Print version ISSN 0102-0536

Hortic. Bras. vol.17 no.2 Vitoria da Conquista July 1999

http://dx.doi.org/10.1590/S0102-05361999000200017 

INSUMOS E CULTIVARES EM TESTE

 

Controle da pinta-preta em tomateiro e da mancha-zonada em pepino por meio de bicarbonato de sódio e óleo vegetal

 

Control of early blight on tomato and net spot on cucumber through application of sodium bicarbonate and vegetal oil

 

 

Juan Roberto Ramírez-Otárola Sarmiento; Katia C. K. Moretto; Manuel G. C. Churata-Masca

UNESP-FCAV, Depto. de Horticultura, 14.870-000 Jaboticabal — SP

 

 


RESUMO

Foram realizados dois ensaios, em condições de campo, na UNESP/ FCAV, Jaboticabal (SP). O primeiro (maio a outubro de 1993) teve como objetivo avaliar a eficiência de pulverizações semanais de bicarbonato de sódio (10 g/l), óleo vegetal 'Natur'l óleo (10 ml/l) e iprodione (0,75 g/l), aplicados isoladamente ou em combinação dois a dois, no controle da pinta-preta (Alternaria solani) em tomateiro, cultivar Jumbo AG-592. No segundo ensaio (março a junho de 1993), o objetivo foi determinar a eficiência de pulverizações semanais em diferentes doses de bicarbonato de sódio (5, 10 e 15 g/l) comparadas ao benomil (0,5 g/l), no controle da mancha-zonada (Leandria momordicae) em pepino híbrido 'Premier'. Utilizou-se o delineamento experimental de blocos ao acaso com quatro repetições para ambos os experimentos. Foram utilizadas parcelas de 40 plantas distribuídas em 4 fileiras de 5,0 e 2,5 m de comprimento para os experimentos com pepino e tomate, respectivamente. As avaliações da severidade da doença foram feitas a cada quatorze dias (as cinco primeiras) e a cada sete dias (as duas últimas) e foram iniciadas 39 dias após o transplante do tomate.

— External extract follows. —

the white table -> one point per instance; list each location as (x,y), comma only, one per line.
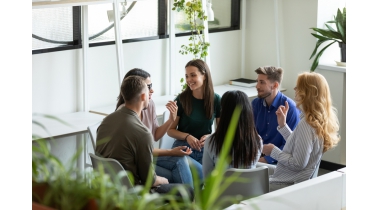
(77,124)
(160,101)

Para o pepino, foram realizadas cinco avaliações, iniciadas 28 dias após o transplante e repetidas a cada quatorze dias. Foram determinadas as curvas de progresso das doenças e a produtividade dentro de cada tratamento para cada cultura. Pela observação dos valores dos coeficientes de determinação das diferentes curvas epidemiológicas, concluiu-se que a quinta folha e a transformação logística se mostraram mais adequadas para o estudo epidemiológico da pinta-preta do tomateiro, enquanto a quarta folha e a transformação logística se mostraram mais adequadas para o estudo epidemiológico da mancha-zonada. Constatou-se o efeito positivo do iprodione no controle de pinta-preta, isolado ou quando misturado ao bicarbonato de sódio ou ao óleo vegetal, não havendo diferença estatística significativa entre iprodione e bicarbonato de sódio. Para a mancha-zonada o tratamento com benomil diminuiu a taxa de desenvolvimento da doença, enquanto que o bicarbonato de sódio não teve efeito. Os resultados obtidos no presente trabalho sugerem que o bicarbonato de sódio e óleo vegetal são substâncias que apresentam potencial para o controle da pinta-preta e mancha-zonada, necessitando porém, de novos estudos.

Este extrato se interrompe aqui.